Turnover: The average employee turnover in the sales team was a whopping 30%, half of which from involuntary terminations and half of which from voluntary resignations. The old adage bears true: never stop recruiting. And, what a painful process for your sales managers, having to retrain a third of their sales team every year, and the negative impact that has on sales productivity.
Compensation: The average compensation was $126K, comprised of a $62K base salary and a $64K commission for on-target sales. Understanding there is a wide range here, based on average ticket of the product. But, compensation is steadily rising; the amount of salespeople making more than $120K has increased from 18% to 51% in the last five years.

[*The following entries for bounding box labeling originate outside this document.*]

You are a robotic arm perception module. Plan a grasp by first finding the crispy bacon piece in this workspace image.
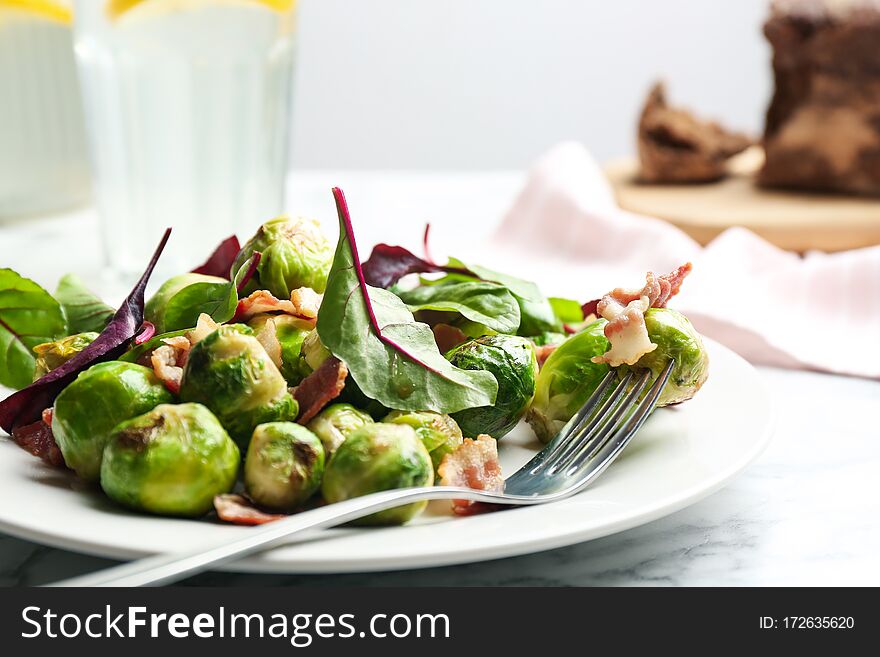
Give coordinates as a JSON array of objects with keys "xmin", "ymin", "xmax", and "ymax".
[
  {"xmin": 254, "ymin": 319, "xmax": 281, "ymax": 367},
  {"xmin": 437, "ymin": 434, "xmax": 504, "ymax": 515},
  {"xmin": 293, "ymin": 356, "xmax": 348, "ymax": 424},
  {"xmin": 214, "ymin": 495, "xmax": 286, "ymax": 525},
  {"xmin": 12, "ymin": 408, "xmax": 66, "ymax": 468},
  {"xmin": 150, "ymin": 335, "xmax": 192, "ymax": 395},
  {"xmin": 585, "ymin": 262, "xmax": 693, "ymax": 367},
  {"xmin": 432, "ymin": 324, "xmax": 467, "ymax": 354},
  {"xmin": 232, "ymin": 287, "xmax": 323, "ymax": 326}
]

Quotas: The average quota was $770K, or 5.3x their total compensation for on-target sales. But, quotas increase with average ticket, from $578K for $5K ticket, to $1.3MM for $100K+ ticket. That assumes selling low ticket products is easy and you should close 115 transactions a year (10 a month) and selling high ticket products is hard, selling only 13 transactions a year (one a month). Quotas have been increasing about 8% over the last two years, faster than inflation, as companies are asking their salespeople to do more production.
Commission Plan: On average, 37% of companies offer a flat compensation plan (regardless of sales production), 24% offer a gradually increasing commission plan, 28% offer a sharply increasing commission plan (that accelerates with achievement over plan), and 11% offer a steeply increasing commission plan (often with a sales cliff before material commissions kick in). I am surprised a third of companies don’t tie compensation to performance –please fix that!!

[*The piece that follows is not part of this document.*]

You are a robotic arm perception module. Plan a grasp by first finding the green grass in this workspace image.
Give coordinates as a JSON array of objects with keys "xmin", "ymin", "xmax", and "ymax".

Demos: The number of demos is dependent on average ticket. Companies with an average ticket under $5K do 11.3 demos a week (closing around 25% of them), and companies with a ticket over $100K do 3.6 demos a week (closing about 7% of them, on average). I am surprised the close rate was not higher than 10% in all cases, which I typically shoot for. That is the difference of 43% more sales!!
Tech Spend: Excluding the base CRM costs, the average salesperson spends around $477 on additional software to help them with their jobs. That typically gets you email automation, contact data appending, contract e-signatures, and LinkedIn’s Sales Navigator tools. The more sophisticated companies spend an additional $500 to get call recordings and conversion analytics tools. The below chart shows even more advanced technologies which are early in their adoption curve.
Titles: Titles materially vary by size of company –a VP in a small company may be the equivalent experience of a Director in a medium company, or a Manager in a big company. The most senior person in a company under $20MM is typically a VP or CXO, 45% of the time. Where the most senior person in a company over $100MM, may have the Manager title, 71% of the time. So, be careful how your craft your job postings and ask smart questions during interviews to make sure you are not comparing apples with oranges. As a rule of thumb: Directors are great strategists/leaders; Managers are great coaches; and, Team Leaders are great role models in a hybrid contributor/manager role. Team leaders typically manage a team of 7.2 account executives, excluding themselves.
Struggles: I am guessing you are all in good company here. 49% of companies struggle with team productivity/performance; 30% with recruiting/hiring; 26% with onboarding/training; and, 19% with forecast accuracy. Numbers which have not materially improved over the years, despite all the advancements in technology. Driving sales is never easy.